Kebijakan ini pertama kali digagas oleh Menteri Agama Republik Indonesia periode 2014-2019, Lukman Hakim Saifuddin, yang meluncurkan buku berjudul Moderasi Beragama.
Gagasan tersebut kemudian diperkuat melalui Keputusan Menteri Agama (KMA) Nomor 720 Tahun 2020, yang ditandatangani oleh Menteri Agama RI Fachrul Rozi. Keputusan ini menjadi landasan pembentukan Kelompok Kerja (Pokja) Moderasi Beragama di Kementerian Agama.
Dasar hukum moderasi beragama berakar pada Pasal 29 Ayat 1 dan 2 Undang-Undang Dasar 1945, yang menyatakan bahwa negara berdasarkan Ketuhanan Yang Maha Esa serta menjamin kebebasan setiap penduduk untuk memeluk agama dan beribadah sesuai keyakinannya.
Pasal ini menuntut peran negara dalam mewujudkan trilogi kerukunan, yaitu kerukunan antar umat seagama, antar umat beragama, dan antara umat beragama dengan pemerintah.
Secara etimologis, moderasi berarti sikap moderat atau berada di tengah, yang mencerminkan keseimbangan, keadilan, dan demokrasi. Sedangkan secara istilah, moderasi adalah pola pikir, ucapan, dan tindakan yang tidak ekstrem dalam menghadapi realitas sosial.
Moderasi beragama adalah upaya memahami dan mempraktikkan ajaran agama secara moderat, dengan prinsip keadilan.
Melalui kebijakan ini, pemerintah bertujuan untuk: 1) meningkatkan toleransi terhadap perbedaan agama, tradisi, dan budaya; 2) menolak kekerasan fisik maupun verbal atas nama agama; 3) memperkuat komitmen kebangsaan sesuai Pancasila dan UUD 1945; serta 4) mendorong pola pikir, sikap, dan praktik beragama yang moderat dan menjauhi ekstremisme. (TIM Pokja Moderasi Beragama Kementerian Agama RI, 2020).
Praktik Moderasi Beragama Saat Momen Natal
Praktik moderasi beragama saat momen Hari Natal dapat diwujudkan melalui sikap saling menghormati peringatan hari besar dari agama lain. Menjalin silaturahmi dengan tetangga atau teman lintas agama. Seperti, mengunjungi mereka tanpa terlibat dalam ritual keagamaan, juga menjadi wujud nyata moderasi beragama.

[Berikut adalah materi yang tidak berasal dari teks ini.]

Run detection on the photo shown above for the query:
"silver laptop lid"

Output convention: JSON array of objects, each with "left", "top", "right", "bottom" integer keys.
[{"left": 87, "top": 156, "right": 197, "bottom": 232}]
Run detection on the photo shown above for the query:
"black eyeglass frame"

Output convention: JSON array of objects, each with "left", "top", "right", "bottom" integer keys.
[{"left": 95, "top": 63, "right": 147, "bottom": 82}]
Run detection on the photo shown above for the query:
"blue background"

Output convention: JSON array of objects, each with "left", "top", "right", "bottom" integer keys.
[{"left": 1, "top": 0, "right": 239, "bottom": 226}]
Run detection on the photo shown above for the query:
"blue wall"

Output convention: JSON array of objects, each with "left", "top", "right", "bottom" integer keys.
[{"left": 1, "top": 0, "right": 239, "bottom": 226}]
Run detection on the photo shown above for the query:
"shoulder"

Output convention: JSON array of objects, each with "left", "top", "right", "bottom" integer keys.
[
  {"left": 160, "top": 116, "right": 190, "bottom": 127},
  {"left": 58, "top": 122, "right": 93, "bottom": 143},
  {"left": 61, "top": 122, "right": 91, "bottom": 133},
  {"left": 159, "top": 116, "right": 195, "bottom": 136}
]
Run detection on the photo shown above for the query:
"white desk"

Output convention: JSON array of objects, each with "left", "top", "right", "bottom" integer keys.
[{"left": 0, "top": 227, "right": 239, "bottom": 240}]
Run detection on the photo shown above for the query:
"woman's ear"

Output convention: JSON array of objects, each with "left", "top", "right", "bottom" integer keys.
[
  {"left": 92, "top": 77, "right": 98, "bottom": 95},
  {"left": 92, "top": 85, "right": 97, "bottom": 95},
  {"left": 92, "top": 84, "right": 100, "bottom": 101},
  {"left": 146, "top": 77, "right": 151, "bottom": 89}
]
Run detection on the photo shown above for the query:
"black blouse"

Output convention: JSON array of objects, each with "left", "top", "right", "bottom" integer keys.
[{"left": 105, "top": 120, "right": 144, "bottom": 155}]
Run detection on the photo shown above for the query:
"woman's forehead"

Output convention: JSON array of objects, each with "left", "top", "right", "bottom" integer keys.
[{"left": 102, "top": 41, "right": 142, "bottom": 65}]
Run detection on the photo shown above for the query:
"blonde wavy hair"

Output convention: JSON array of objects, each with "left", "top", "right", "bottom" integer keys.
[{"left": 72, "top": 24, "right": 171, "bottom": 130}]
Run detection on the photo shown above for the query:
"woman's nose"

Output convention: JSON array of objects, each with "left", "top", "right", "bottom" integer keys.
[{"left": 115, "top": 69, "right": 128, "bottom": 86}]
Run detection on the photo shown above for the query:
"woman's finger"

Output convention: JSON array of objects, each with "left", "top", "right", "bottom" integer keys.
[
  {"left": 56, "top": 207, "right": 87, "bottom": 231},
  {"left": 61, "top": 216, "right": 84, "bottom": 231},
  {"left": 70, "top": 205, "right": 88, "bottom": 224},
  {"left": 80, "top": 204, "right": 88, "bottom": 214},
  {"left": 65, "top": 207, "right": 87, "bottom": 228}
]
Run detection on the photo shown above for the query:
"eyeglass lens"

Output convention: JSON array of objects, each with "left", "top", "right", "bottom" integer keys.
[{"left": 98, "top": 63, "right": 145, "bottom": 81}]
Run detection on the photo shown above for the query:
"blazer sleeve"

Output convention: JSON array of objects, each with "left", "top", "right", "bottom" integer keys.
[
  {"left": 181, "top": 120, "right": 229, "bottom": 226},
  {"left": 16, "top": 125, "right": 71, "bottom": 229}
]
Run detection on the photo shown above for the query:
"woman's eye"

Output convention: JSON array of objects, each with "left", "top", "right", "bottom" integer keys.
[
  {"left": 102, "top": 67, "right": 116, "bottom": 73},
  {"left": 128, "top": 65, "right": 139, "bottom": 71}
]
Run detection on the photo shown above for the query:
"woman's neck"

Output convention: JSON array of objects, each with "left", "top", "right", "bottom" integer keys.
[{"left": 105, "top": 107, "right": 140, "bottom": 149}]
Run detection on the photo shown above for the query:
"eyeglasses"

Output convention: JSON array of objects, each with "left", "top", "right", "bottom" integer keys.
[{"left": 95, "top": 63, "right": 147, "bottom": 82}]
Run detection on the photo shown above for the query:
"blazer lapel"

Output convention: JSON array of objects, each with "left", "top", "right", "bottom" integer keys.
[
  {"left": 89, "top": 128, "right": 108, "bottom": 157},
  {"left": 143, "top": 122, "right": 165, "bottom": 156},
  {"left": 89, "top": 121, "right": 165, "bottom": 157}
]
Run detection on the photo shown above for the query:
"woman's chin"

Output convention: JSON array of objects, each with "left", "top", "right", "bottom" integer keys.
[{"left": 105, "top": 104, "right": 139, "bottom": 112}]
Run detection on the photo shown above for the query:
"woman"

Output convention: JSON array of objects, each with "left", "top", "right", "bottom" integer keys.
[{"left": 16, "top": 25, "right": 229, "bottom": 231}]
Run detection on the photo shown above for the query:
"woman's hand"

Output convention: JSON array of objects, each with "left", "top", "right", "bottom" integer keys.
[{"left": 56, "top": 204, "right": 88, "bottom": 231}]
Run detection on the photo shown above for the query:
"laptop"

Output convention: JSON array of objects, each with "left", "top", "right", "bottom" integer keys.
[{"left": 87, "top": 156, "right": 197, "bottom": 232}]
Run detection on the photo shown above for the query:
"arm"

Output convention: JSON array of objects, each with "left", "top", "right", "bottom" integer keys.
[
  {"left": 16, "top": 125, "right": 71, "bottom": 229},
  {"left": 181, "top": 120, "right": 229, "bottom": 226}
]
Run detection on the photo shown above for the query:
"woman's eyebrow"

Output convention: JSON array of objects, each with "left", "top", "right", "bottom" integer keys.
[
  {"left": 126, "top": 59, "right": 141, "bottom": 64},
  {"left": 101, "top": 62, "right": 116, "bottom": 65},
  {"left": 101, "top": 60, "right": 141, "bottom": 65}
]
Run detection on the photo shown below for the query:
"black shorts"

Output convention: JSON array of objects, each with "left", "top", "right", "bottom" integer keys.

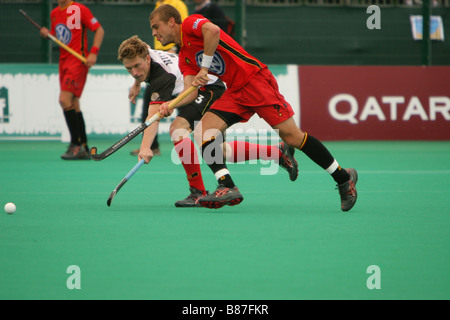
[{"left": 177, "top": 81, "right": 226, "bottom": 130}]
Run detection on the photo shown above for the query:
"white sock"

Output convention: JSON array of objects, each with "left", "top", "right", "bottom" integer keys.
[{"left": 325, "top": 159, "right": 339, "bottom": 174}]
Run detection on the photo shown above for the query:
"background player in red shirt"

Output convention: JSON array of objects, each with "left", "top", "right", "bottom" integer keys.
[
  {"left": 151, "top": 5, "right": 358, "bottom": 212},
  {"left": 40, "top": 0, "right": 104, "bottom": 160}
]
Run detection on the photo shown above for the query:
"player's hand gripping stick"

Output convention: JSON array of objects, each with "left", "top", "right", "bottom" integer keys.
[
  {"left": 19, "top": 9, "right": 87, "bottom": 64},
  {"left": 89, "top": 86, "right": 198, "bottom": 161}
]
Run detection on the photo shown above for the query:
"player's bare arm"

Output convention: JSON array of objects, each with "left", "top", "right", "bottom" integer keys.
[
  {"left": 128, "top": 80, "right": 141, "bottom": 104},
  {"left": 86, "top": 25, "right": 104, "bottom": 68},
  {"left": 139, "top": 103, "right": 161, "bottom": 164},
  {"left": 202, "top": 22, "right": 220, "bottom": 57},
  {"left": 192, "top": 22, "right": 220, "bottom": 87}
]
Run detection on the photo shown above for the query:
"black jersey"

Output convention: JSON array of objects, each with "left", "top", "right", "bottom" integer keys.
[
  {"left": 144, "top": 48, "right": 223, "bottom": 104},
  {"left": 144, "top": 49, "right": 183, "bottom": 103}
]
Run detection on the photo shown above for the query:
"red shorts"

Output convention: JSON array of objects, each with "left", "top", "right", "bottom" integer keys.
[
  {"left": 59, "top": 58, "right": 89, "bottom": 97},
  {"left": 210, "top": 67, "right": 295, "bottom": 127}
]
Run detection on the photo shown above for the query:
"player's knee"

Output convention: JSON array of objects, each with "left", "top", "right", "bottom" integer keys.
[
  {"left": 59, "top": 91, "right": 76, "bottom": 110},
  {"left": 192, "top": 126, "right": 203, "bottom": 146},
  {"left": 169, "top": 118, "right": 191, "bottom": 140},
  {"left": 280, "top": 130, "right": 305, "bottom": 149},
  {"left": 59, "top": 98, "right": 72, "bottom": 110},
  {"left": 170, "top": 126, "right": 190, "bottom": 143}
]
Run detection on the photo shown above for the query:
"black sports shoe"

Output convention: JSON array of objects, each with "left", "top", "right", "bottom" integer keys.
[
  {"left": 278, "top": 142, "right": 299, "bottom": 181},
  {"left": 198, "top": 185, "right": 244, "bottom": 209},
  {"left": 61, "top": 143, "right": 91, "bottom": 160},
  {"left": 77, "top": 145, "right": 91, "bottom": 160},
  {"left": 175, "top": 187, "right": 208, "bottom": 208},
  {"left": 337, "top": 168, "right": 358, "bottom": 212},
  {"left": 61, "top": 143, "right": 81, "bottom": 160}
]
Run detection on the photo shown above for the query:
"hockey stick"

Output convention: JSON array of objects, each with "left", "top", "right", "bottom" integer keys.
[
  {"left": 90, "top": 85, "right": 198, "bottom": 161},
  {"left": 19, "top": 9, "right": 87, "bottom": 64},
  {"left": 107, "top": 159, "right": 145, "bottom": 207}
]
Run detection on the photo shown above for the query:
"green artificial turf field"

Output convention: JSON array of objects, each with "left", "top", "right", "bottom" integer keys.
[{"left": 0, "top": 139, "right": 449, "bottom": 300}]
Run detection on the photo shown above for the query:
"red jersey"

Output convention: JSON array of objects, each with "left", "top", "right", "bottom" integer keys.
[
  {"left": 50, "top": 1, "right": 100, "bottom": 61},
  {"left": 179, "top": 14, "right": 267, "bottom": 92}
]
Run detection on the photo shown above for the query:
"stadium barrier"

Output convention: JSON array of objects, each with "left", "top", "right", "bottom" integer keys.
[
  {"left": 1, "top": 64, "right": 448, "bottom": 141},
  {"left": 0, "top": 64, "right": 299, "bottom": 141},
  {"left": 299, "top": 66, "right": 450, "bottom": 140}
]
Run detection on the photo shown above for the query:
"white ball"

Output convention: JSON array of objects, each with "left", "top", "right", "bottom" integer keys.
[{"left": 4, "top": 202, "right": 16, "bottom": 214}]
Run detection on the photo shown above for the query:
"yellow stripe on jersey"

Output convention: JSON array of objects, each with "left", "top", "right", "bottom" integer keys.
[{"left": 218, "top": 39, "right": 263, "bottom": 70}]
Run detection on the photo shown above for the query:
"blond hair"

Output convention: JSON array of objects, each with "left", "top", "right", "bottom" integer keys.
[{"left": 117, "top": 35, "right": 149, "bottom": 62}]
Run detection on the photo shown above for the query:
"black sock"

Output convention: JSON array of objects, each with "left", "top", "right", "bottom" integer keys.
[
  {"left": 201, "top": 136, "right": 235, "bottom": 188},
  {"left": 331, "top": 167, "right": 350, "bottom": 185},
  {"left": 300, "top": 133, "right": 349, "bottom": 184},
  {"left": 217, "top": 174, "right": 235, "bottom": 188},
  {"left": 76, "top": 111, "right": 88, "bottom": 148},
  {"left": 63, "top": 108, "right": 80, "bottom": 146}
]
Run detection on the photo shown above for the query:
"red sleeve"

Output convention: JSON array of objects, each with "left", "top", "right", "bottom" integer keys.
[
  {"left": 179, "top": 60, "right": 197, "bottom": 77},
  {"left": 79, "top": 3, "right": 101, "bottom": 31},
  {"left": 184, "top": 15, "right": 209, "bottom": 38},
  {"left": 50, "top": 9, "right": 56, "bottom": 36}
]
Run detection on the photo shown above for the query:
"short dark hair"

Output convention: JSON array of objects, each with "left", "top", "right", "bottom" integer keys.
[{"left": 150, "top": 4, "right": 182, "bottom": 24}]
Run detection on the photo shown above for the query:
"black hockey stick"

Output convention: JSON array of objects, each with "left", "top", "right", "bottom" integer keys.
[
  {"left": 90, "top": 86, "right": 197, "bottom": 161},
  {"left": 90, "top": 122, "right": 149, "bottom": 160},
  {"left": 107, "top": 159, "right": 145, "bottom": 206}
]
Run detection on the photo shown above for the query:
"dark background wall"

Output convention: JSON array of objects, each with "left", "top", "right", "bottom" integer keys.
[{"left": 1, "top": 3, "right": 449, "bottom": 65}]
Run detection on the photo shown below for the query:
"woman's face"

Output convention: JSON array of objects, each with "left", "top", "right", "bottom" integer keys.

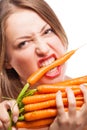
[{"left": 5, "top": 8, "right": 67, "bottom": 85}]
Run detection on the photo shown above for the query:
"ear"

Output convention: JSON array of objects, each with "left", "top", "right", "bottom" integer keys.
[{"left": 4, "top": 60, "right": 12, "bottom": 69}]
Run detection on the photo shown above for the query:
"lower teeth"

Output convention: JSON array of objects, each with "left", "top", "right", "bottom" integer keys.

Pemerintah, tokoh agama, dan masyarakat perlu mengedepankan narasi persatuan yang menekankan pentingnya kerja sama dalam keberagaman.
Dengan membangun ruang dialog dan kegiatan lintas agama, seperti bakti sosial bersama atau kegiatan kemanusiaan, momen Natal dapat menjadi sarana memperkuat kebersamaan dan menumbuhkan semangat persaudaraan yang mencerminkan nilai-nilai Pancasila.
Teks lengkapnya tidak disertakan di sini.